Ansprechpersonen sind Vertrauenspersonen

Die Ansprechpersonen seien Vertrauenspersonen. Sie müssen mit Menschen in schwierigen persönlichen Situationen umgehen und die richtigen Unterstützungsmassnahmen selber anbieten oder einleiten können. Deshalb seien genaue Kenntnisse über das Verfahren an der Universität und über weitergehende Beratungs- und Unterstützungsangebote unabdingbar. Die drei mit der Umsetzung betrauten Personen wurden kürzlich an einer Weiterbildung entsprechend geschult, wie Maurer weiter erklärte.

Mit dem Reglement habe sich einiges verändert, gab sich Maurer überzeugt. Die Personen, die Beratung suchten, seien oft sehr genau informiert, dass die Universität Zürich sexuelle Übergriffe nicht dulde. Zum Glück jedoch sei dieses Thema selten Gegenstand der Beratung.

«Mit dem Reglement hat sich einiges verändert», zeigte sich Elisabeth Maurer, Leiterin der UniFrauenstelle – Gleichstellung für Frau und Mann, überzeugt.

Psychische Belastungen

Aus Sicht der Psychologin und Psychotherapeutin beleuchtete Dr. Caroline Steinacher, welche Reaktionen eine sexuelle Belästigung – also eine Verletzung der Würde der Person auslösen kann. Der Bezug zum Arbeitsplatz mit seinen vielfältigen Abhängigkeitsphänomenen spiele eine besondere Rolle, so Steinacher. Aber auch das individuelle Schamgefühl, weil die Betroffenen oft versuchten, den Eingriff in die Intimsphäre aus Schamgefühl zu verschweigen. Zu psychischen Belastungen könnten aber auch falsche Beschuldigungen und Unterstellungen führen.

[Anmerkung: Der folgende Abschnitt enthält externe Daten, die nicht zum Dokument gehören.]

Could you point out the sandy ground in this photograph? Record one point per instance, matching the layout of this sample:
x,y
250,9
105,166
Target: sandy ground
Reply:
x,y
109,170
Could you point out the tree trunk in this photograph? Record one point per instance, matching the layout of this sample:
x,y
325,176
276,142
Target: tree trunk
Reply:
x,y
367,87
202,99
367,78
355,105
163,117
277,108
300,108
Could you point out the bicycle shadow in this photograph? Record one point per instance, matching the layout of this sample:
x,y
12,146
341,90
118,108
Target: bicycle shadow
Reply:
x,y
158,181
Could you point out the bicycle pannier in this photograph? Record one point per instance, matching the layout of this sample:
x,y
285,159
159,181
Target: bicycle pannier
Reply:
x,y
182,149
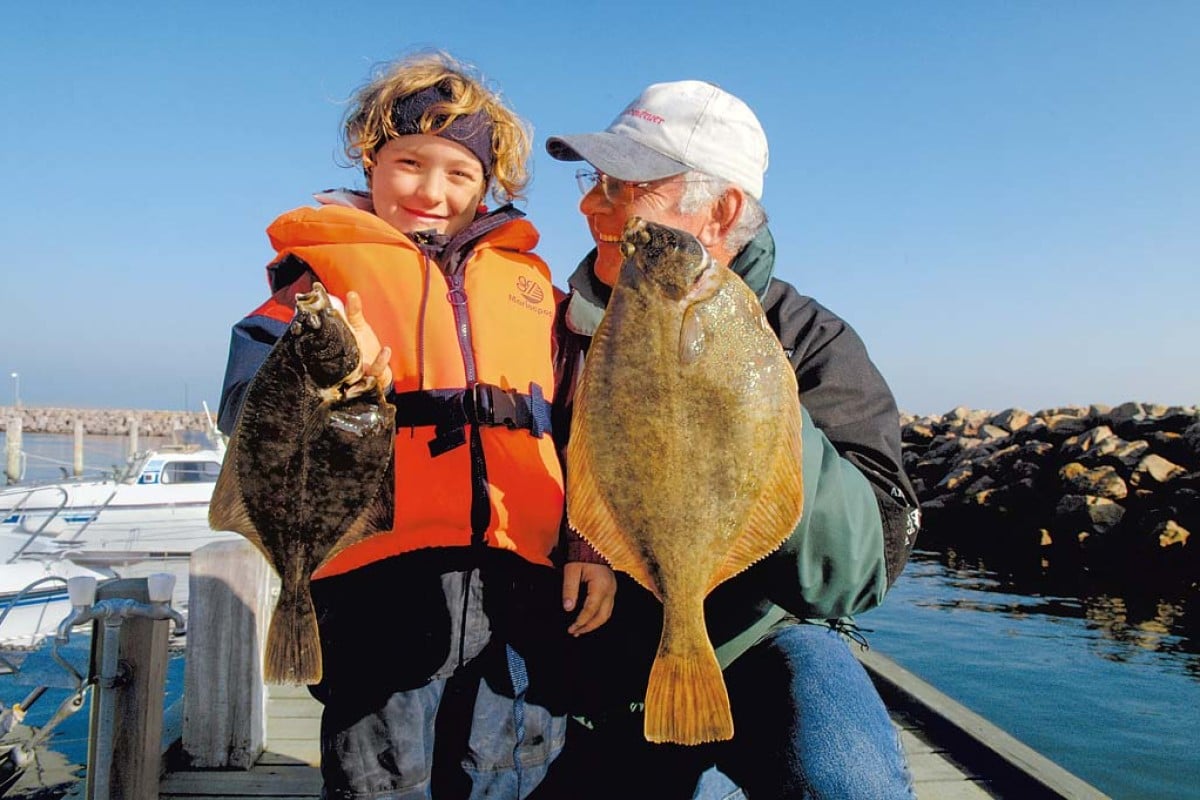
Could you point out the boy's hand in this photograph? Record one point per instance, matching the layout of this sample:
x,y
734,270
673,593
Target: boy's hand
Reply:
x,y
375,356
601,591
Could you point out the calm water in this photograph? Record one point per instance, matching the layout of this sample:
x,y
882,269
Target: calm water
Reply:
x,y
1107,684
1104,681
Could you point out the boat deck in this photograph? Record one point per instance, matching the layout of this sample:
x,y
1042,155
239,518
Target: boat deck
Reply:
x,y
954,755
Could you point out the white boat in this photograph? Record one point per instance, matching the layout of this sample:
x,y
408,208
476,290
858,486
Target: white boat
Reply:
x,y
159,509
34,600
149,518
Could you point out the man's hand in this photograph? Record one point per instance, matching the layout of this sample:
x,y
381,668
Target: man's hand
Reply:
x,y
601,585
375,356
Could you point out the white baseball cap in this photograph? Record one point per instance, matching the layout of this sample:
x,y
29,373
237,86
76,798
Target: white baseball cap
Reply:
x,y
671,128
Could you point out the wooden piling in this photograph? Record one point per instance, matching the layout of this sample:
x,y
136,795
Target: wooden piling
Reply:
x,y
133,435
12,450
225,699
137,722
77,464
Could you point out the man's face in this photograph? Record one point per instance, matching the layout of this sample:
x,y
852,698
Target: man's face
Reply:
x,y
609,211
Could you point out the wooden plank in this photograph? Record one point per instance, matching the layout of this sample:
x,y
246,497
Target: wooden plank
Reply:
x,y
136,733
953,791
257,782
1012,768
229,608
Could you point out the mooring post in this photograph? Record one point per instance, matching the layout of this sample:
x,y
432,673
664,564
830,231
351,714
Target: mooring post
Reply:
x,y
133,435
129,655
12,449
225,698
77,464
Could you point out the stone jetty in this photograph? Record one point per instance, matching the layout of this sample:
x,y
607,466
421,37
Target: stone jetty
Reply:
x,y
1096,483
102,421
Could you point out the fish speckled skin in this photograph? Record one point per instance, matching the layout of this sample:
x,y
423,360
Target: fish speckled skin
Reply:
x,y
309,470
684,456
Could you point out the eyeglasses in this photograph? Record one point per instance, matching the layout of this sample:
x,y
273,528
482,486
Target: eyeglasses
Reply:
x,y
615,191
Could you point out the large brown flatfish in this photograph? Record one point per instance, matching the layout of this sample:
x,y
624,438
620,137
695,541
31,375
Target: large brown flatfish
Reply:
x,y
309,470
684,457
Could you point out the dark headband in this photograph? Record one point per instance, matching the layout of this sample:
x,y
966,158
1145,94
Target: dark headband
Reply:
x,y
472,131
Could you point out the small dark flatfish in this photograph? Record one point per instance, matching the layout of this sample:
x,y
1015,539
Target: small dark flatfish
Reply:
x,y
309,470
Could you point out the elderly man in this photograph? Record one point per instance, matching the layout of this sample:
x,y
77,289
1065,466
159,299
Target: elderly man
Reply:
x,y
808,721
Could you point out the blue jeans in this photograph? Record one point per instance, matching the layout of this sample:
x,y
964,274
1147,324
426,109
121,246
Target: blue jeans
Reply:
x,y
389,753
808,723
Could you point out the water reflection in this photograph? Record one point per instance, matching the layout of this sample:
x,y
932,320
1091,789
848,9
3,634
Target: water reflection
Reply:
x,y
1129,620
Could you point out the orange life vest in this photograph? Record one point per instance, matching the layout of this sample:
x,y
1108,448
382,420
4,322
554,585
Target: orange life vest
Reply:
x,y
504,301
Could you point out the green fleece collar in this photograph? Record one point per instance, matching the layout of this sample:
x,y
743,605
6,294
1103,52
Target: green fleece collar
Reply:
x,y
755,264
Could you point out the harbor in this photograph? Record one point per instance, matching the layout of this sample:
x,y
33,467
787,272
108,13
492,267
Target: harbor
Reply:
x,y
261,741
942,765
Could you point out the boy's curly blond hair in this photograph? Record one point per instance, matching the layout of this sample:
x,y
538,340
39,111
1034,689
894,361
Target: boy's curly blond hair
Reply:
x,y
369,125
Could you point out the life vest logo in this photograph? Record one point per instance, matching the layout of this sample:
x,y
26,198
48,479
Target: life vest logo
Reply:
x,y
531,290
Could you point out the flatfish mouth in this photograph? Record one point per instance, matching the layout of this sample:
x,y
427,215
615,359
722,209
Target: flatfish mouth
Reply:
x,y
684,456
307,471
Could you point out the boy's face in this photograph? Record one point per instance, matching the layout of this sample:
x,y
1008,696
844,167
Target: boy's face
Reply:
x,y
426,182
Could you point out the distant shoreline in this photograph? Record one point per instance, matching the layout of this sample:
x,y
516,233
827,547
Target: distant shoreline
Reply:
x,y
103,421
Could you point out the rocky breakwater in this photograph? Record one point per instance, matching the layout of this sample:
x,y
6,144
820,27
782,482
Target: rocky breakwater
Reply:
x,y
101,421
1108,487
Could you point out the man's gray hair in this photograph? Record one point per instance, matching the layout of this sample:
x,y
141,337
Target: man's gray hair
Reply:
x,y
701,188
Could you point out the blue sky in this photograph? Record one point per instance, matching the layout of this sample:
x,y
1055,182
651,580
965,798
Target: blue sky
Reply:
x,y
1003,198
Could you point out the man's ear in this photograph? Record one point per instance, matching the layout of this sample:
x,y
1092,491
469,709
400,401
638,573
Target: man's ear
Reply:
x,y
723,215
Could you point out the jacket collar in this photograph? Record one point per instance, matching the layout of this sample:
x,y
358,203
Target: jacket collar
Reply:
x,y
585,308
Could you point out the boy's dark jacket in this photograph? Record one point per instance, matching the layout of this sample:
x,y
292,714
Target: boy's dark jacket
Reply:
x,y
861,512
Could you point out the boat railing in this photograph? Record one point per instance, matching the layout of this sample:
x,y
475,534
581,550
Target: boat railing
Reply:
x,y
19,505
81,529
6,665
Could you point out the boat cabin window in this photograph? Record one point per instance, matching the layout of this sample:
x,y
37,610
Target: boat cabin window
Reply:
x,y
191,471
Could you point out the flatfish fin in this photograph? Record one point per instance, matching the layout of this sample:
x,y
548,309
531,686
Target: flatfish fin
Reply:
x,y
588,512
227,509
779,507
378,516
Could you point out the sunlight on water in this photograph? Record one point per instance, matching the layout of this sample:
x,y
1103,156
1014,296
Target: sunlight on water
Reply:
x,y
1107,685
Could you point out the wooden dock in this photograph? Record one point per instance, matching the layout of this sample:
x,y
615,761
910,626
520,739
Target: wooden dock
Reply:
x,y
233,737
954,753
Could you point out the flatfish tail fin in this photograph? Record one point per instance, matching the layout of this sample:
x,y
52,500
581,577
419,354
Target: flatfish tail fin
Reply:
x,y
687,702
293,644
588,512
227,509
779,507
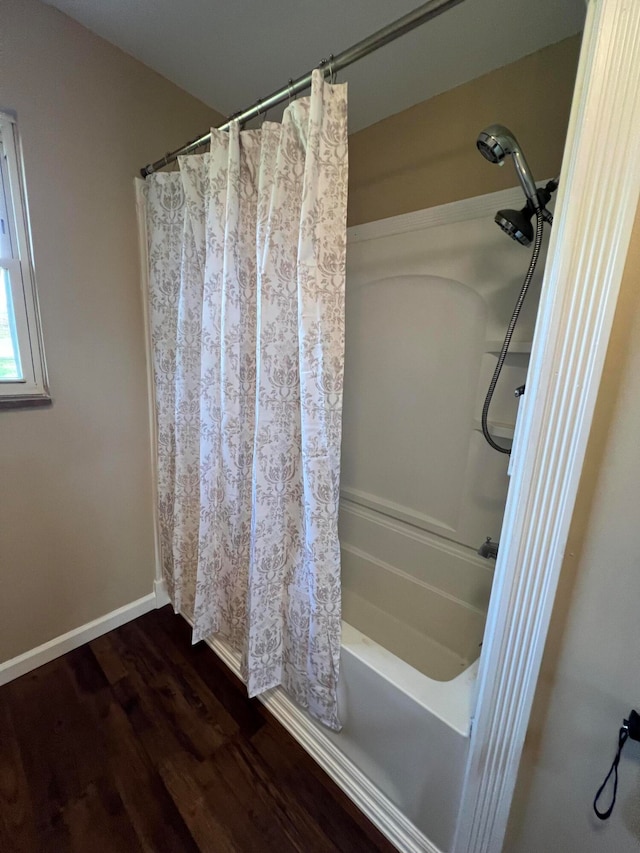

Stellvertreterinnen und Stellvertreter gewählt

Neben Tag, Reimann und Maurer bezeichnete die Universitätsleitung in ihrer Sitzung am Donnerstag morgen weitere Personen, die mit dem Vollzug des Reglements befasst sind, wie Reimann berichtete: Der Leiter des Rechtsdienstes, Sven Akeret, ist Stellvertreter von Prof. Tag als untersuchende Person, Rita Stöckli und Thomas Tschümperlin wurden als stellvertretende Ansprechpersonen gewählt. Die Studentin Gianna Fröhlicher ist Ansprechperson mit beratender Funktion für Studierende. Zudem sind im Rechtsdienst Liliane Gross und Wanda Nemec als spezialisierte Beraterinnen und Sachbearbeiterinnnen für die Verfahren im Zusammenhang mit dem Reglement zuständig.

Wichtige Zusatzaspekte

Im zweiten Teil des Symposiums berichtete Dr. Max Hauri, Vizepräsident des Bezirksgerichts Zürich, über den fürsorgerischen Freiheitsentzug im Kontext sexueller Belästigung. Dr. Eva Weishaupt, Leiterin der Kantonalen Opferhilfestelle Zürich, legte dar, welche Rechte einem Opfer zustehen, und wie sie im Opferhilfegesetzt geregelt sind. Beide Beiträge gaben Einblicke in Themenbereiche, die für viele erst auf den zweiten Blick mit dem Symposiumsthema verbunden waren, aber wichtige Zusatzaspekte zum Thema aufzeigten.